CIC biomaGUNE has participated in the identification of new mechanisms associated with neurodegeneration in rare Batten disease; they have just been published in Nature Communications. This research, led by the University of Salamanca, has been studying the molecular mechanisms and identifying the possible therapeutic targets with which to try to alleviate the symptoms of a childhood disease known as neuronal ceroid lipofuscinosis.

More than 1,000 patients across Europe suffer from this disease, which causes debilitating genetic disorders, especially in children who go on to suffer from progressive dementia and motor impairment as a result. "In this rare inherited disease an abnormal material called lipofuscin builds up in the brain. It is thought to be caused by problems in the brain's ability to eliminate and recycle proteins," explained CIC biomaGUNE Ikerbasque Professor Pedro Ramos-Cabrer.

Through imaging techniques, CIC biomaGUNE assisted in testing in in vivo models the working hypotheses raised by researchers at the University of Salamanca in studies involving in vitro cells. CIC biomaGUNE is one of the most advanced centers in molecular imaging in Europe (it is the main node of the Singular Scientific and Technical Infrastructure-ICTS, RedIB); it made available its facilities and the experience and capabilities of its researchers in the design and conducting of in vivo studies in animal models of diseases of the central nervous system. In this respect, CIC biomaGUNE researcher Jordi Llop designed and conducted PET imaging studies in an animal model of Batten disease, and Ikerbasque Professor Pedro Ramos designed and conducted Magnetic Resonance studies (imaging and spectroscopy) in the same animals, thus proving the working hypothesis in in vivo models.

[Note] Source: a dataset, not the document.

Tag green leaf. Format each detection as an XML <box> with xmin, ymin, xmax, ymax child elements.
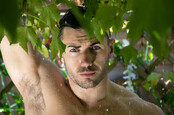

Dysfunctional mitochondria and glycolysis

This work made it possible to identify how "the build-up of dysfunctional mitochondria takes place and to observe an aberrant increase in the glycolytic protein PFKFB3" in the neurons of a genetic mouse model for this disease, reported Prof Bolaños, a University of Salamanca professor and leader of the research. This is a factor that has consequences for the normal metabolism of these cells and causes serious metabolic alterations responsible for neuronal degeneration. The researchers also observed that pharmacological inhibition of the activity of this protein in this mouse model is able to rescue a good portion of the typical markers of the disease, which opens up the way to embarking on a new line of research.
A characteristic feature of this disease is the loss of autophagy, a process that takes place inside cells to eliminate damaged macromolecules and organelles. Based on this premise, the scientists studied the possible effect of autophagic damage to the cellular machinery in charge of brain energy metabolism in Batten disease.

So they managed to resolve the fact that mitochondria –responsible for obtaining most of the energy necessary for physiological functions– build up in large quantities in the neurons of the model mice, are disproportionately large and are dysfunctional, which deprives them of their main source of energy. This fact alone could explain "the neuronal degeneration in this disease," they pointed out. The researchers also observed that as a result of mitochondrial dysfunction, the neurons reactivate an alternative pathway for obtaining energy: glycolysis.
So the study shows how glycolysis enables cells to normally obtain nearly all the energy they need, and identifies the molecular mechanism that links mitochondrial dysfunction to increased glycolysis. In this regard, the professor stressed that "the increase in glycolysis that takes place reprograms the rest of the intracellular metabolism from other essential metabolic pathways", which has consequences for the normal metabolism of these cells and "causes serious metabolic alterations responsible for neuronal degeneration".

In its subsequent phase, the work focused on the pharmacological approach, and the result of the treatment applied showed that most of the biomarkers of the disease were reversed in the mouse model. At present, the strategy awaits implementation in a clinical trial, for which its efficacy must first be tested in at least two more models of the disease.